The Senate approved legislation to reduce incarceration rates of repeat nonviolent offenders Thursday.

House Bill 2009, authored by Ponca City Senator Bill Coleman, will reduce the sentences of repeat nonviolent offender with no history of violent or sexual offenses.

Right now in Oklahoma, Coleman said offenders serve 70-percent longer for property crimes and 79-percent longer for drug crimes than the national average. He said excessive sentencing for repeat nonviolent offenders has caused Oklahoma to have the highest incarceration rates in the nation, which is extremely expensive for taxpayers and does nothing to help these individuals re-enter society as self-sufficient, productive citizens.

Texas, Georgia, Mississippi, Louisiana have all reduced crime and incarceration rates at the same time. 

Sen.

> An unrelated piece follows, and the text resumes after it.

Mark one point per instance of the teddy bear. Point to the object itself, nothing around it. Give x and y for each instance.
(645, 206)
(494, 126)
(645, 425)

Coleman said he think it is time for Oklahoma to do the same.  He said Oklahoma should get the growing prison population under control and make Oklahoma more in line with the rest of the country on sentencing for nonviolent offenders.

It is estimated that House Bill 2009 could reduce Oklahoma's prison population by as much as 17-percent over ten years. That would provide cost savings to the Department of Corrections depending on how many individuals receive the reduced sentence.

According to the DOC, it costs an average of $21,425.50 per year to incarcerate an inmate. House Bill 2009 now returns to the House for final consideration.